I am unsure about participating this year due to COVID-19, am I entitled to a refund from my local club?
This is an agreement between the individual and club. QRL does not seek any payments or affiliation fees from club registration fees.
QRL certainly appreciates that many people have been affected financially during the pandemic, but clubs have also incurred costs during this time.
Should you be experiencing financial hardship, negotiate with your club in good faith in an attempt to reach an amicable solution. This might be by way of a partial refund of transferring registration fees over to next year.
I live in an ‘outback’ area that has recorded zero cases of COVID-19, can we commence earlier?
We are guided by the Queensland Government on all restrictions and although there is an increase in some allowances for outback areas, there are no exemptions allowed that are relevant to a return to sport.
Will the QRL financially support clubs for cleaning and sanitary equipment?
The Queensland Government has recently released grant packages for this type of support, with small grants of up to $2000 available to purchase this type of equipment.
With COVID-19 preventing any accreditation courses, will expired accreditations be extended?
Further communication is expected from the NRL this week regarding accreditation.

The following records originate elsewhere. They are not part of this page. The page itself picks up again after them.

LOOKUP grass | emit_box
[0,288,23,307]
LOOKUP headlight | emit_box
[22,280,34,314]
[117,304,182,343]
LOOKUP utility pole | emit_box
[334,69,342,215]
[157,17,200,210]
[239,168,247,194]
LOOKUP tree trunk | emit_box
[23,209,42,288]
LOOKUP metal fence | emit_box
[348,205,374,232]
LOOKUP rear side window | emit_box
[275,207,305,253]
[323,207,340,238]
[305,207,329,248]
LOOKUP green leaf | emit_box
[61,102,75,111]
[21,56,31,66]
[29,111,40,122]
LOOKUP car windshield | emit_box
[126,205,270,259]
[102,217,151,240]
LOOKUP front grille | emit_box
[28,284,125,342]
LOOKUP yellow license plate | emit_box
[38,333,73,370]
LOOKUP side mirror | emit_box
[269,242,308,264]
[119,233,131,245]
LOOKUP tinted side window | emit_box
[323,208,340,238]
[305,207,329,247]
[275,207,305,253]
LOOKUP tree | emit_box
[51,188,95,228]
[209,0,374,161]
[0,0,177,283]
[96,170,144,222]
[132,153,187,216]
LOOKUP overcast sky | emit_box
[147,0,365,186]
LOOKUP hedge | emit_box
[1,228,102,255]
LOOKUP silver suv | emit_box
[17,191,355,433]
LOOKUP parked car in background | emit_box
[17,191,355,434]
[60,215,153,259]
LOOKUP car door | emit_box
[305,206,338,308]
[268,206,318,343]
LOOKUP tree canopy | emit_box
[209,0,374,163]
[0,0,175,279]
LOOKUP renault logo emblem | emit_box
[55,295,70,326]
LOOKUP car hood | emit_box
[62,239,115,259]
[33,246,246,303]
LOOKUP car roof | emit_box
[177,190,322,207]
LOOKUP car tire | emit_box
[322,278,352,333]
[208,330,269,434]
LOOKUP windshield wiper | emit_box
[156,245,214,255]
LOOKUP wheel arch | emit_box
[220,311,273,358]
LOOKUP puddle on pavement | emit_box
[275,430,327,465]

Where possible, we have worked together to be a practical as we can, including extending expiration dates on accreditation when courses and updates cannot be held.
What support is available to clubs to assist in restarting?
QRL has a team of staff situated across the state to provide operational assistance for local clubs and leagues.
The Queensland Government also has a number of programs available, committing $51.3 million to its Sport and Recreation COVID Safe Restart Plan.
Below are the range of options available to assist clubs to get going again:
- $14 million COVID Safe Active Clubs Kickstart - funding to purchase hygiene supplies, products, training or equipment to allow clubs to return to play, this funding can also be used for operational needs such as utilities and bills. This will see up to 7000 clubs receiving grants of up to $2000
- $10.8 million Active Industry Fund - funding for 77 state level sporting organisations and industry peak bodies through existing arrangements
- $15.5 million Active Restart Infrastructure Recovery Fund - grants for minor works and support up to 3000 clubs to purchase revenue generating equipment to help them return to play
- $11 million FairPlay vouchers - vouchers of up to $150 for around 73,000 young Queenslanders to participate in physical activity opportunities and support families experiencing hardship due to COVID-19
Are clubs financially liable should a participant contract COVID-19 whilst training / playing?
All clubs have a level of insurance cover that offers protection, provided the correct protocols are followed.
The guidelines, Handbook and all other support materials explicitly outline the expectation on clubs hosting rugby league. Strictly following the guidelines mitigates the risk to clubs.
Breaches or non-adherence to the agreed protocols would potentially put the club at risk.
With minimal / no spectators, how will clubs survive financially?
This is something that clubs will have to consider carefully.
QRL’s goodwill wants to see rugby league return in our communities in 2020 but it should not be at the expense of long-term survival for any club.
Limited numbers and the principle of ‘get in, play, get out’ certainly challenges the ability for clubs to generate revenue from the traditional sources of gates, canteens and bars.
We can offer up other ideas for generating revenue, but in some cases, a return to play might not be financially possible.
With all QRL representative programs cancelled in 2020, what might programs look like in 2021?
While we are still unsure what long-term restrictions might look like, QRL has already commenced a full, strategic review of all programs for 2021 and beyond.